Health Care on the Go
Students volunteer at mobile health care fairs this summer. It’s a lesson in what it’s like to be uninsured.
By John Chen
September 28, 2009
Author John Chen (far left) traveled with the Mobile Health Fair team on his summer break from Vanderbilt (Orbis)
I’ve slept in some interesting places. I’ve also spent entire days in a van and depleted countless boxes of latex gloves. But it’s not as sketchy as it sounds—for ten weeks this summer I joined five other members of the Mobile Health Fair team and traveled around Ohio and Michigan offering free health services to the uninsured and underprivileged.
The Mobile Health Fair (MHF) project is based in Maumee, Ohio. It has a budget of $50,000 and is funded by the Synod of the Covenant, an assembly of 811 Presbyterian churches in Michigan and Ohio. When the program started in the 1960s, it involved a small group of medical professionals working out of a station wagon. Eventually, the majority of Synod offices in the United States had a traveling clinic of some sort. Each year, MHF’s project coordinator Tammy Scheuermann hires six college students to form the team of volunteers. For me and most of the other students, Mobile Health Fair served as way to get a first taste of pursuing prospective careers in nursing or medicine.
At the beginning of the summer, the team underwent a week of training put together by local health organizations like the Central Ohio Diabetes Association, the Ohio Department of Health, Prevent Blindness Ohio, and others. Like the other team members, I became certified to perform a set of standard health screenings to examine blood pressure, pulmonary function, vision, dental, hearing, and blood sugar levels.
In the nine weeks that followed, with the help of 558 other volunteers, our MHF team set up 52 health fairs and served 2,249 people. At each of these health fairs, we recorded test results for evaluation by a physician at the end of all the screening stations. The screenings were not diagnoses, and our team was not qualified to prescribe medication. Instead, a large component of the health fairs was to educate the public and promote awareness about their health.
As we traveled across states we slept in hotels, the homes of volunteers, and even sleeping bags on church floors. The team usually worked five days a week, conducting one or two health fairs per day. We targeted poor inner city neighborhoods, rural agricultural communities, and community centers as far north as Saginaw, Mich. and as far south as Cincinnati, Ohio.
Patients included elderly residents of nursing homes, the homeless in downtown Detroit, Hispanic migrant workers in the fields, and immigrant children in summer schools. Many of the health fair attendees were among the 46 million uninsured Americans and did not have access to any other form of health care. Of those screened, 504 received medical referrals and 54 received dental referrals to local clinics and agencies. Of the 898 diabetes screenings performed, 124 screenings found elevated glucose levels in patients who previously had no diagnosis of diabetes. Type 2 diabetes is especially dangerous; rates are rising among Americans, and the uninsured are often unaware they even have it.
MHF provides a vital service to so many communities, but its future is precarious. The cost of running MHF covers liability insurance, travel expenses, team member salaries, equipment, and supplies. Giving from Presbyterian churches has decreased during the economic recession. Such budget cuts, Scheuermann said, means MHF "was usually the first to be cut." Simultaneously, the cost to run MHF is increasing due to rising fuel prices, and most synods began to eliminate the program.
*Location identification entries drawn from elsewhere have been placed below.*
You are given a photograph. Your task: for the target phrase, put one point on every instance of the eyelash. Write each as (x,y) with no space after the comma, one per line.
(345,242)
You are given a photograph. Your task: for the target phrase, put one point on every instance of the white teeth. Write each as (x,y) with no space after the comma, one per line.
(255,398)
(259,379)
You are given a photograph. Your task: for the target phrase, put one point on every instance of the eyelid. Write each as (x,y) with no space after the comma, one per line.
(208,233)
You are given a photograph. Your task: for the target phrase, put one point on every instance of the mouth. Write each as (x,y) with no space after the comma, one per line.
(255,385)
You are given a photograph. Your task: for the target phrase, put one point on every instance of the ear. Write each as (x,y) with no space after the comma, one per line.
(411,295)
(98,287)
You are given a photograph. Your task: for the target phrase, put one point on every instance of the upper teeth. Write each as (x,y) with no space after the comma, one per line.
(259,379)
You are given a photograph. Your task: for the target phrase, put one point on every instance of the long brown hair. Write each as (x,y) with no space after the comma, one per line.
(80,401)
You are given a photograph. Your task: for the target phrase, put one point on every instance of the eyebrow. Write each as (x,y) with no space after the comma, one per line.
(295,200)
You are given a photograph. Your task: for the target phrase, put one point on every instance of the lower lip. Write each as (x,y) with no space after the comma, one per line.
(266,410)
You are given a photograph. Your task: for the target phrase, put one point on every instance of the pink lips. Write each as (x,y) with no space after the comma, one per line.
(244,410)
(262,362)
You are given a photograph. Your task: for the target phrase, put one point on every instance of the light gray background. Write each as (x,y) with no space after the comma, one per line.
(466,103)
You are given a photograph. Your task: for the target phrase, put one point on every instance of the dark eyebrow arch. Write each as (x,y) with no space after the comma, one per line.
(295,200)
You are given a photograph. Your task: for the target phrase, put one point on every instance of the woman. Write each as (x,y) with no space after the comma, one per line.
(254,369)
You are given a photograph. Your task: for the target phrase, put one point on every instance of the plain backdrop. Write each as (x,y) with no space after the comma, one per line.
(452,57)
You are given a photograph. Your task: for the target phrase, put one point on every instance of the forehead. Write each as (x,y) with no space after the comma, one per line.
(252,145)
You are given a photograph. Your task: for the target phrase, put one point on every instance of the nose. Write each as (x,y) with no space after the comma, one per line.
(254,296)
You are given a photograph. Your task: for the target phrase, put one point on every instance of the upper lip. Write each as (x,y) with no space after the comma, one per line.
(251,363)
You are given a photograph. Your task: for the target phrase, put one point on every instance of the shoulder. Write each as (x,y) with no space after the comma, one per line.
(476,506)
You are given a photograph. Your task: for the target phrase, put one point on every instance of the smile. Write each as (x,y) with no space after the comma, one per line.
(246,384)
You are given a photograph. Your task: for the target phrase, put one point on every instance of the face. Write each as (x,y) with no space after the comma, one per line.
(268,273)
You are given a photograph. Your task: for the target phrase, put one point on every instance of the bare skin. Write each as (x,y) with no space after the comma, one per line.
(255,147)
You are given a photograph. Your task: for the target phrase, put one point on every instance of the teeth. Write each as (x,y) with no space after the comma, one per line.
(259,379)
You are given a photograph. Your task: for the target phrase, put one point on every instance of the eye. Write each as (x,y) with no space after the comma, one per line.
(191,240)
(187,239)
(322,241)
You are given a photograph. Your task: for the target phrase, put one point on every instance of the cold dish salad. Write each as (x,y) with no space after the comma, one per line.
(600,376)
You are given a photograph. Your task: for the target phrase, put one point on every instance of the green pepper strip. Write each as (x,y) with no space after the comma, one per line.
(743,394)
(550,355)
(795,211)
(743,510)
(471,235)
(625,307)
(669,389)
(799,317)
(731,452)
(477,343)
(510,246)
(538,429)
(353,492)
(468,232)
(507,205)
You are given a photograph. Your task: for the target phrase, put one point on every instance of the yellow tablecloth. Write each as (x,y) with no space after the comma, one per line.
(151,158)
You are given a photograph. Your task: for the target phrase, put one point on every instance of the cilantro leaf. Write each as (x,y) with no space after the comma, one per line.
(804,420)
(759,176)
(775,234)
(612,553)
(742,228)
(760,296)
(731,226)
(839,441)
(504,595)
The Synod of the Covenant is the only synod left that has been able to maintain its MHF program for over 40 years.
I count myself among the lucky to have had this experience. Mobile Health Fair had introduced me to a sobering reality of the uninsured that I hadn’t encountered before. It can be one thing to hear about underprivileged citizens and healthcare woes on the news, but it’s entirely different to encounter these people on a daily basis for two and a half months.